Gördüğümüz gibi Vahiy kitapçığı ve onun son zaman olayları ve İsa’nın kendisiyle ilgili bildirdikleri hakkında öğrenilecek çok şey var. Bir kimse vaftiz olduğunda eğitimi tamamlanmış demek değildir. Aslında bu yalnızca başlangıçtır. Ders almak ve Vahiy’deki hayret verici peygamberlik sözleri hakkında daha fazla bilgi edinmek için kilise önderlerinize başvurun.
Daha önce belirttiğimiz gibi, Vahiy kitapçığı yalnızca Mesih’ten gelen bir vahiy değil, aynı zamanda Mesih hakkında bir vahiy, yani bir bildiridir. İsa kimdir?
S8. Vahiy kitapçığında hem Baba Tanrı hem de İsa hakkında hangi ifade kullanılmıştır? Vahiy 1:8; 21:6; 22:12, 13 ayetlerini okuyun.
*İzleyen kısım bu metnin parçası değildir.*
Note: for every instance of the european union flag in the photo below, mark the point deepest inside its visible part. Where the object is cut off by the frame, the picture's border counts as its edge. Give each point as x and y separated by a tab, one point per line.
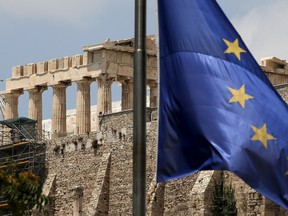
217	108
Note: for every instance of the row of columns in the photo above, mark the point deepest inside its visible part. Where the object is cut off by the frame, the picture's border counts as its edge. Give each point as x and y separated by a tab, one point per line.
83	104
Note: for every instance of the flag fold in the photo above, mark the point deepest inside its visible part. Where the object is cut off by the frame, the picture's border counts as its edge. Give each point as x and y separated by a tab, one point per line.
217	109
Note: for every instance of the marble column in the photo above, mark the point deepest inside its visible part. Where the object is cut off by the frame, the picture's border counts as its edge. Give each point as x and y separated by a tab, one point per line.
59	111
11	104
127	94
153	93
83	107
104	102
35	106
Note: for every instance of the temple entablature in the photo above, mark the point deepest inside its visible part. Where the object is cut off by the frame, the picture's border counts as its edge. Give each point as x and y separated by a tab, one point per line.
113	58
102	64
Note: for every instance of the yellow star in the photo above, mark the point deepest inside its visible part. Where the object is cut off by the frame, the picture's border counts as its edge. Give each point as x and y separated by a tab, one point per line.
262	135
234	48
239	95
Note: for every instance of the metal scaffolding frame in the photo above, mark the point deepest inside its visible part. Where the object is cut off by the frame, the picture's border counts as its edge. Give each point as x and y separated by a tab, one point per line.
22	146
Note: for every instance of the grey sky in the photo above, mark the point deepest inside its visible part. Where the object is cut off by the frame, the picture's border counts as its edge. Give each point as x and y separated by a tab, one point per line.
38	30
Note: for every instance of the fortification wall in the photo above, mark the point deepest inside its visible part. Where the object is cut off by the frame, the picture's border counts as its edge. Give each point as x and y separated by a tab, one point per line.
101	163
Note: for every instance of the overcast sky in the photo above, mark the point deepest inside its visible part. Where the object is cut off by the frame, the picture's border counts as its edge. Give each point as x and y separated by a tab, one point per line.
37	30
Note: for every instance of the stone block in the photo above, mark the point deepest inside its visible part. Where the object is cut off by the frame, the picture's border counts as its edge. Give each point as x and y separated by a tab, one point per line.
67	62
17	71
53	65
61	63
29	69
77	60
42	67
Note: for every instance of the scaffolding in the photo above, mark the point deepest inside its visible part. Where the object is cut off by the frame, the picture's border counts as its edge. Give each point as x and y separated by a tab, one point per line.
24	147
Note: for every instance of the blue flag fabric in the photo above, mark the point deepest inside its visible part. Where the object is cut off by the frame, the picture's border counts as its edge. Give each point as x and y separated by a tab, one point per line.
217	110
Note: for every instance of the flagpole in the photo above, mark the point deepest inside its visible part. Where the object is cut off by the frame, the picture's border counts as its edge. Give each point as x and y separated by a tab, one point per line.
139	113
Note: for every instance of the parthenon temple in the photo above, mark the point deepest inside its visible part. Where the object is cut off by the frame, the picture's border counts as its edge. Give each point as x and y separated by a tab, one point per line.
103	63
90	172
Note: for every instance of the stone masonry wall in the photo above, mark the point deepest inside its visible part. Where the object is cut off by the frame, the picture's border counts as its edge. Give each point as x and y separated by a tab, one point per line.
101	163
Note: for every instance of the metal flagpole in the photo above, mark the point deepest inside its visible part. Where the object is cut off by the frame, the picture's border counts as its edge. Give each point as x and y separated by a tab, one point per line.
139	113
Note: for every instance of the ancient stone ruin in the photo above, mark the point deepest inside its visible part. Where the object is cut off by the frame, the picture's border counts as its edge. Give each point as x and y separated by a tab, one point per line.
90	172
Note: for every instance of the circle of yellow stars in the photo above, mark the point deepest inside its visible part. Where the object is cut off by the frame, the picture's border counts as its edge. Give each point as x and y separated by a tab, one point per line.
240	96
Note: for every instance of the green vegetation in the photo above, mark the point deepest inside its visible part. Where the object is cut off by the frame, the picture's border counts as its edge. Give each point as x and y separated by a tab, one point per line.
223	199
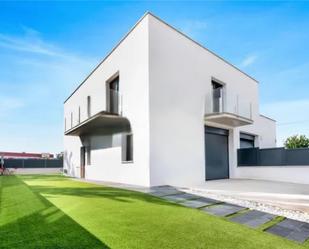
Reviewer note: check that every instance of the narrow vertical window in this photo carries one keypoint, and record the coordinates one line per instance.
(88, 106)
(127, 148)
(88, 152)
(79, 114)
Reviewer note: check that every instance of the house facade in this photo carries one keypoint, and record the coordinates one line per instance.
(162, 109)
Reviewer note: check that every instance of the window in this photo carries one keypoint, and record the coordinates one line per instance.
(88, 106)
(79, 114)
(246, 141)
(88, 154)
(127, 148)
(217, 94)
(112, 95)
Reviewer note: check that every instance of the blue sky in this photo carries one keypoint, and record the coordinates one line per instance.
(47, 49)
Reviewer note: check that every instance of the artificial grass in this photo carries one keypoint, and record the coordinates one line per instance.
(39, 211)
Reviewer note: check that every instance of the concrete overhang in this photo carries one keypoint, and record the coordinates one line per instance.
(101, 123)
(228, 119)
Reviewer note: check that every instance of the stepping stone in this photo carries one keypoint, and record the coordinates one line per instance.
(291, 229)
(223, 209)
(165, 192)
(180, 197)
(198, 203)
(253, 218)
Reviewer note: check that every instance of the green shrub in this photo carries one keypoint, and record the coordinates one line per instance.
(296, 141)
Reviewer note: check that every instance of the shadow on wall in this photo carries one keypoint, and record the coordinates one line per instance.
(105, 142)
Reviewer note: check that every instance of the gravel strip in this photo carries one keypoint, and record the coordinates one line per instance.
(292, 214)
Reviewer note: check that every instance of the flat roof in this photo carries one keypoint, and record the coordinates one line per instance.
(149, 13)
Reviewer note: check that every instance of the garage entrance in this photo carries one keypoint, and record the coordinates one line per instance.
(216, 153)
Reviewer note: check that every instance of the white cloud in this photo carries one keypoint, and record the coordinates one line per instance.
(9, 104)
(292, 117)
(193, 28)
(31, 100)
(249, 60)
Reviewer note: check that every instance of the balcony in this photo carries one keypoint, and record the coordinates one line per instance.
(231, 110)
(110, 121)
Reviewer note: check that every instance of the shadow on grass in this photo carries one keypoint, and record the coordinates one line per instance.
(88, 190)
(115, 194)
(33, 222)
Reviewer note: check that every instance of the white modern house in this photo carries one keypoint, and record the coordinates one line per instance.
(162, 109)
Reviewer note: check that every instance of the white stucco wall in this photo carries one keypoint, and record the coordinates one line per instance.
(180, 82)
(130, 59)
(165, 80)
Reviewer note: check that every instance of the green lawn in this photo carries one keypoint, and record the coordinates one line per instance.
(56, 212)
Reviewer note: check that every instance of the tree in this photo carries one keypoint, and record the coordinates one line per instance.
(296, 141)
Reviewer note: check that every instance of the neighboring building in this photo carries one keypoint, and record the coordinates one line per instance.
(162, 109)
(25, 155)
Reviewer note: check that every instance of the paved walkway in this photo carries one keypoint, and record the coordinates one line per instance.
(290, 196)
(291, 229)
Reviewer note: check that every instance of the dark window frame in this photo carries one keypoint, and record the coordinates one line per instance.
(127, 148)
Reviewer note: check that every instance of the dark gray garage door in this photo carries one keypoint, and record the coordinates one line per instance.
(216, 152)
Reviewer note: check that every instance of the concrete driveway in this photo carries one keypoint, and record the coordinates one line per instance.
(281, 198)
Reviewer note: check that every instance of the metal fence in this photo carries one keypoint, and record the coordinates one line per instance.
(33, 163)
(273, 157)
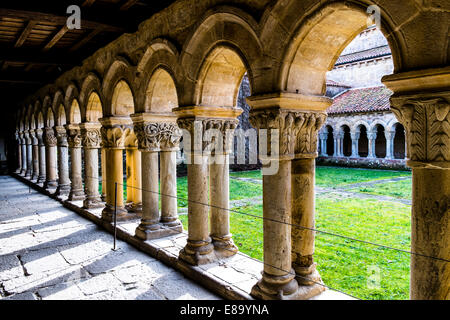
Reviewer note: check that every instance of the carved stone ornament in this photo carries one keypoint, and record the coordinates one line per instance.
(427, 126)
(91, 138)
(157, 135)
(298, 130)
(49, 137)
(114, 137)
(74, 138)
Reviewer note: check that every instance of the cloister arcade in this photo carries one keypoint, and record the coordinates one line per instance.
(361, 139)
(139, 94)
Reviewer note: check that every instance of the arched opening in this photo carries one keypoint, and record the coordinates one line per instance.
(61, 116)
(75, 114)
(399, 142)
(346, 141)
(161, 93)
(380, 142)
(221, 77)
(330, 141)
(94, 108)
(122, 100)
(363, 142)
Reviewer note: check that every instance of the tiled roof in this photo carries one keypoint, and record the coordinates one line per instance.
(337, 84)
(364, 55)
(362, 100)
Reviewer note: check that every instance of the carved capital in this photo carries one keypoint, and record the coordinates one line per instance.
(91, 138)
(113, 137)
(61, 136)
(157, 136)
(74, 138)
(298, 130)
(49, 137)
(427, 125)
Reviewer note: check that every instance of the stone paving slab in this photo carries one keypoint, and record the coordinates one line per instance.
(48, 252)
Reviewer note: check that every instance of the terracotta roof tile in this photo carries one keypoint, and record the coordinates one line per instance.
(362, 100)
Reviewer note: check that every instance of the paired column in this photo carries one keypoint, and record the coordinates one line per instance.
(19, 153)
(323, 144)
(41, 147)
(63, 188)
(288, 195)
(134, 177)
(35, 153)
(355, 144)
(75, 144)
(389, 144)
(158, 134)
(23, 147)
(425, 114)
(203, 247)
(50, 158)
(114, 132)
(91, 141)
(29, 152)
(371, 136)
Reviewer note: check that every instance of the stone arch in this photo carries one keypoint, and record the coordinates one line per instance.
(161, 93)
(122, 101)
(159, 71)
(94, 110)
(316, 37)
(224, 28)
(90, 85)
(118, 88)
(74, 112)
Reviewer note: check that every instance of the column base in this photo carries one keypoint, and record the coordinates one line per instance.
(134, 208)
(63, 190)
(76, 195)
(147, 231)
(93, 203)
(272, 287)
(198, 252)
(122, 214)
(224, 246)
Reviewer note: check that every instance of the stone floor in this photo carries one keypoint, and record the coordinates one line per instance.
(50, 252)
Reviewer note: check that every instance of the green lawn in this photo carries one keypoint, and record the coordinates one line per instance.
(399, 189)
(363, 270)
(328, 176)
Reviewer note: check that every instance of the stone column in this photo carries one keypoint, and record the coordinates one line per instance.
(74, 141)
(42, 166)
(133, 174)
(389, 144)
(23, 147)
(153, 131)
(29, 152)
(371, 136)
(35, 144)
(355, 144)
(323, 144)
(288, 194)
(103, 160)
(19, 153)
(220, 186)
(114, 132)
(421, 102)
(63, 188)
(91, 141)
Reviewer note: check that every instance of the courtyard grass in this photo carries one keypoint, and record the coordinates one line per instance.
(334, 176)
(399, 189)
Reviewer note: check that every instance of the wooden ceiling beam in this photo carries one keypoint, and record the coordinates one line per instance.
(56, 38)
(52, 18)
(25, 33)
(128, 4)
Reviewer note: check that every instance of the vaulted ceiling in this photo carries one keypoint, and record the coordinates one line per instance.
(36, 46)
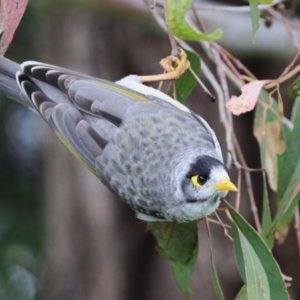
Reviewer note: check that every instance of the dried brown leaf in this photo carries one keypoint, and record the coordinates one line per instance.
(247, 100)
Y. __________________________________________________
Hem Tanrı hem de Mesih, “Alfa ve Omega” unvanına sahiptir. Bunlar Grek alfabesinin ilk ve son harfleridir, kendilerinin ilk ve sonuncu, başlangıç ve son olduklarını belirtir. Kavram onların ezelî ve ebedî niteliklerini ifade eder. Hem Allah hem de İsa, ilk ve sonuncu olarak adlandırılmaktadır.
S9. Yeşaya’dan ilk ve sonuncu hakkında ne öğreniyoruz? Yeşaya 44:6 ayetini okuyun.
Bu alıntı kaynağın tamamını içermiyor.